ELKINS, W.Va. — Although there are no facilities available, the Monongahela National Forest remains open in West Virginia. Under President Donald Trump’s National Health Emergency Declaration, the U.S. Forest Service has closed all developed facilities on forest property amid the Covid 19 pandemic. But that doesn’t mean you can’t visit.
“In general, the forest is open and folks are welcome to come out and use the forest. However, we have closed all facilities,” said Ben South, Acting Deputy Forest Supervisor for the Monongahela National Forest.
Speaking on West Virginia Outdoors, South noted closures included all campgrounds, bathrooms, picnic shelters, observation towers, visitor centers or any other developed amenities on the U.S. Forest Service property. The Highland Scenic Highway is open, but all overlooks are closed along the roadway. The roads to the Dolly Sods Wilderness area, locally known as Jordan Run, is closed for the winter. As part of the pandemic response, the Forest Service has delayed reopening the road for the spring.
“However, if folks want to come to the forest to hunt, fish, hike, backpack, or participate in dispersed camping and those kinds of activities, please come out and enjoy the forest,” said South.
South noted “dispersed camping” was loosely defined as any kind of camping not happening within a developed and established campground on the National Forest property. Developed camping areas were shutdown in an executive order by Governor Jim Justice earlier in response to crowds gathering and out-of-state visitors arriving in the state to ride out the pandemic.
South also addressed concerns and questions about the out-of-state visitors to the National Forest.
“The forest is open to everyone.
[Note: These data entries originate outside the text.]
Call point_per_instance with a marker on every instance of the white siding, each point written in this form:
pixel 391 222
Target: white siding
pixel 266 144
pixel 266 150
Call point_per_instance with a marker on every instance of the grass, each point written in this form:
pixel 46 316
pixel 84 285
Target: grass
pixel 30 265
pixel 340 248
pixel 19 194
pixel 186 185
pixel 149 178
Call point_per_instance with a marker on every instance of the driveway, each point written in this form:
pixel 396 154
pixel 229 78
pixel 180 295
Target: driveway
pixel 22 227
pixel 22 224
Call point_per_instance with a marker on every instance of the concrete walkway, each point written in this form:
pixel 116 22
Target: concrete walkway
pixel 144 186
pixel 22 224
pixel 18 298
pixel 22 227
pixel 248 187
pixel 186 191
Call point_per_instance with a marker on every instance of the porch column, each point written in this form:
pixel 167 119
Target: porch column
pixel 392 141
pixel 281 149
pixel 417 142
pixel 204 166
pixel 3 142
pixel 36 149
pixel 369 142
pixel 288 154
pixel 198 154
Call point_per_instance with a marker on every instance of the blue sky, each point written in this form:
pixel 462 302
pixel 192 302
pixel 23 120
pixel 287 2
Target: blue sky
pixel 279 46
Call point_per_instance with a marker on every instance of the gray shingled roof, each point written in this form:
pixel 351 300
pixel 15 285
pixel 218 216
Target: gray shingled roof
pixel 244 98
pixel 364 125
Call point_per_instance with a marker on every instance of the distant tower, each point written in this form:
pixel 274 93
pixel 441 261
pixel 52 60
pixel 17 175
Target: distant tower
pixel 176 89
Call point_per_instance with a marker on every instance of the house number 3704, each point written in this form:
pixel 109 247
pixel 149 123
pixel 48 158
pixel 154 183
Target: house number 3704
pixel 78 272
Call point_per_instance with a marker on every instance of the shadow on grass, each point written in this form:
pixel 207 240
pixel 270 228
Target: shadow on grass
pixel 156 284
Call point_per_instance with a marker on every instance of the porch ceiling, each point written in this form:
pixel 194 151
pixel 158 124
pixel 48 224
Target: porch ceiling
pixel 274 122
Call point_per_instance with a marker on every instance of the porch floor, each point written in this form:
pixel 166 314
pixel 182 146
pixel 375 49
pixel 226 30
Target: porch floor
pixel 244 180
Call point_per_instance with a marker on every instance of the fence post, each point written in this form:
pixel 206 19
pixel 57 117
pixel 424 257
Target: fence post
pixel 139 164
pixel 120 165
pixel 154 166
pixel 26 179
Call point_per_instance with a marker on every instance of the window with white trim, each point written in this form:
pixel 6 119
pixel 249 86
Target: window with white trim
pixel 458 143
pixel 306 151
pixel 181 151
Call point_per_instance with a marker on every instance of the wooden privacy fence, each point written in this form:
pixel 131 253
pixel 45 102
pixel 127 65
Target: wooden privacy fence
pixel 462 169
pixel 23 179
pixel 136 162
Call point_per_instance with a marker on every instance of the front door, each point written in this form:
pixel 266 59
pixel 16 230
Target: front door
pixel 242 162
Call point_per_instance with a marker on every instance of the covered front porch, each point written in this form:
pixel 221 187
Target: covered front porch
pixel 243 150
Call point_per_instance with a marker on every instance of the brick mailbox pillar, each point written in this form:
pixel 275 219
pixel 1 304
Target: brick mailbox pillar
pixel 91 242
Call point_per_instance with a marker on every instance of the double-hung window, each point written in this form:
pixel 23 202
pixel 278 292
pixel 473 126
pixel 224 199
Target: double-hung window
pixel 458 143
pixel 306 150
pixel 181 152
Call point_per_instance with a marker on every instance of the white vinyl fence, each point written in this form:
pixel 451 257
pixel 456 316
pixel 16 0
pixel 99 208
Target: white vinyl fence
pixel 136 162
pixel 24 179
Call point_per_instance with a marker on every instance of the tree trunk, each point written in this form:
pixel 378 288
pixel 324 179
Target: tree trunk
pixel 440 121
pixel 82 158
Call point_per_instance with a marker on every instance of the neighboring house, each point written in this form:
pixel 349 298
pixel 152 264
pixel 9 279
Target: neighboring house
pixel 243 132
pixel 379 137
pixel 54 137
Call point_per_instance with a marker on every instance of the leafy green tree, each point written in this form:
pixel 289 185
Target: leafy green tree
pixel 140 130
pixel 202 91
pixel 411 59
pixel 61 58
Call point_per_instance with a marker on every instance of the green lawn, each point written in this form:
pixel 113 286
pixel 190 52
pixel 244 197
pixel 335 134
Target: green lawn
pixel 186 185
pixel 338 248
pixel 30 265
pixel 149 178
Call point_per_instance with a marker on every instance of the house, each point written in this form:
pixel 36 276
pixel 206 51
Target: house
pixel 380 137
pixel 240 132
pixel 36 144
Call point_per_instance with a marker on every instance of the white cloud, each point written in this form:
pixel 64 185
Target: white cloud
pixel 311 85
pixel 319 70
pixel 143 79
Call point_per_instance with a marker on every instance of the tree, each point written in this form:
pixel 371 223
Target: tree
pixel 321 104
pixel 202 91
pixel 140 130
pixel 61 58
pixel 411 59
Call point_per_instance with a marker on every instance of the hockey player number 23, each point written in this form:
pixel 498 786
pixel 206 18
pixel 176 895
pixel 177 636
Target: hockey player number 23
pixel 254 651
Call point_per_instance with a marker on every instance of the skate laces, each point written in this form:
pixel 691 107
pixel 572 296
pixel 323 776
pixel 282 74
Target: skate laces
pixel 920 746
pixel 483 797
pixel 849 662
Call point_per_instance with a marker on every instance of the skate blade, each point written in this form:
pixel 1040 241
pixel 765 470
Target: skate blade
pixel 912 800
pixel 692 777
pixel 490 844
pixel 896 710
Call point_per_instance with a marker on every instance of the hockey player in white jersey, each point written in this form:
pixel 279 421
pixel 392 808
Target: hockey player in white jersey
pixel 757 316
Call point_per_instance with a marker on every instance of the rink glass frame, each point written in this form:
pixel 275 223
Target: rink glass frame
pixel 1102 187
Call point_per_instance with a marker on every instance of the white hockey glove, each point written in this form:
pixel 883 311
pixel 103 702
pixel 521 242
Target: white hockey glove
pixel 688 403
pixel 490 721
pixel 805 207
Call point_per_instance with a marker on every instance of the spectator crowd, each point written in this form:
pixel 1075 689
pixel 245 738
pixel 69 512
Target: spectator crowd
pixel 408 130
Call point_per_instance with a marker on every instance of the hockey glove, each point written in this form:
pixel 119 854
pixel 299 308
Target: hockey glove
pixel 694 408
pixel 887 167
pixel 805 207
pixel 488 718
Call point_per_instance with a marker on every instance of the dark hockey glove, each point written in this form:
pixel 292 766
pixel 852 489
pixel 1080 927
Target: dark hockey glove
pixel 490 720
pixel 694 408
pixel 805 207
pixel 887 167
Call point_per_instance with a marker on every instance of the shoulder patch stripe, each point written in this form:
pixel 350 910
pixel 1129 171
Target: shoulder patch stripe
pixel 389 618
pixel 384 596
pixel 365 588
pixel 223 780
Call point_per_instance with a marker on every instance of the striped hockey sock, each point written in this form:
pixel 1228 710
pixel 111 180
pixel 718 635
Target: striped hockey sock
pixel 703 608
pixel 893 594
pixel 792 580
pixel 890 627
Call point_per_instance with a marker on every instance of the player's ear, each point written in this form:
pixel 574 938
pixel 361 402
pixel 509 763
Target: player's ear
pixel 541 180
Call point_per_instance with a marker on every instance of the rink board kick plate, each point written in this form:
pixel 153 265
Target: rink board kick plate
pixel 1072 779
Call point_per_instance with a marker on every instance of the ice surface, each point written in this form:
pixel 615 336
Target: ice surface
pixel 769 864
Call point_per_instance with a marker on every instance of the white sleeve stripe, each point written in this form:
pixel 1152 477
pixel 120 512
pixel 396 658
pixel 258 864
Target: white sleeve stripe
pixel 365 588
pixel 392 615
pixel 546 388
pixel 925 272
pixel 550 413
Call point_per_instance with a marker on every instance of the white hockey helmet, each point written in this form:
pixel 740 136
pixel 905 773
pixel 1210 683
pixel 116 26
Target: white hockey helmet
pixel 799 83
We encourage the use of the forest, but it’s not limited to state residents, it’s open to everyone. However, we ask that everybody abide by the Governor’s order. If folks are coming from out-of-state we ask they quarantine for 14 days according to the Governor’s order,” he said.
Forest Rangers are on patrol and checking dispersed campsites to insure the safety of individuals, but they are not requiring out-of-state residents to immediately leave.
“Our number one priority is the health and safety of our employees and the public as well. We’d like to do what we can during this emergency period to keep people safe and healthy,” said South.